Zo is het, dat Wij, de Raad van State gehoord, en met gemeen overleg der Staten-Generaal, hebben goedgevonden en verstaan, gelijk Wij goedvinden en verstaan bij deze:

ARTIKEL II. WIJZIGING WET VAN 27 FEBRUARI 1992 (STB. 112)

[Red: Wijzigt de Wijzigingswet Wet op het voortgezet onderwijs, enz. (regeling herziening bekostigingsstelsel voortgezet onderwijs).]

ARTIKEL III. AFHANDELING AANSPRAKEN OP VERGOEDING EN BEROEPEN

  • 1 Ten aanzien van de scholen voor voorbereidend wetenschappelijk onderwijs, voor hoger algemeen voortgezet onderwijs, voor middelbaar algemeen voortgezet onderwijs en voor voorbereidend beroepsonderwijs blijven wat de vergoeding voor de exploitatiekosten betreft de op 31 juli 2000 geldende voorschriften van of krachtens de Wet op het voortgezet onderwijs en van of krachtens artikel XV van de Wet van 27 februari 1992 (Stb. 112) van kracht met betrekking tot de op 1 augustus 2000 door het Rijk nog niet vastgestelde bedragen, bedragen die nog onderworpen kunnen zijn aan correctie of nog niet uitgekeerde bedragen.

  • 2 Op bezwaren en beroepen met betrekking tot de toepassing van de voorschriften bedoeld in het eerste lid die zijn gemaakt onderscheidenlijk ingesteld voor 1 augustus 2000 of na 31 juli 2000 binnen de bezwaar- onderscheidenlijk beroepstermijn, op grond van de in dat lid bedoelde wettelijke voorschriften, blijven de op 31 juli 2000 geldende voorschriften van toepassing.

ARTIKEL IV. OVERGANGSRECHT OVERSCHRIJDINGSREGELING

ARTIKEL V. EVALUATIE

Onze Minister van Onderwijs, Cultuur en Wetenschap zendt, in overeenstemming met Onze Minister van Landbouw, Natuur en Voedselkwaliteit, binnen drie jaar na de inwerkingtreding van deze wet, en vervolgens telkens na vijf jaar aan de Staten-Generaal een verslag over de doeltreffendheid en de effecten in de praktijk, van de Wet op het voortgezet onderwijs voor zover het de wijzigingen door deze wet betreft.

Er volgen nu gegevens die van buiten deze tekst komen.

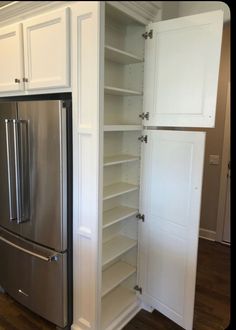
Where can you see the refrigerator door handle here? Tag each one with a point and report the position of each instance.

ARTIKEL VI. INWERKINGTREDING

  • 4 Artikel 86 van de Wet op het voortgezet onderwijs zoals luidend ingevolge deze wet, is voor de eerste maal van toepassing met betrekking tot het schooljaar 1999–2000, met uitzondering van het eerste lid, onder e, dat voor de eerste maal van toepassing is met betrekking tot het schooljaar 2000–2001.

Lasten en bevelen dat deze in het Staatsblad zal worden geplaatst en dat alle ministeries, autoriteiten, colleges en ambtenaren wie zulks aangaat, aan de nauwkeurige uitvoering de hand zullen houden.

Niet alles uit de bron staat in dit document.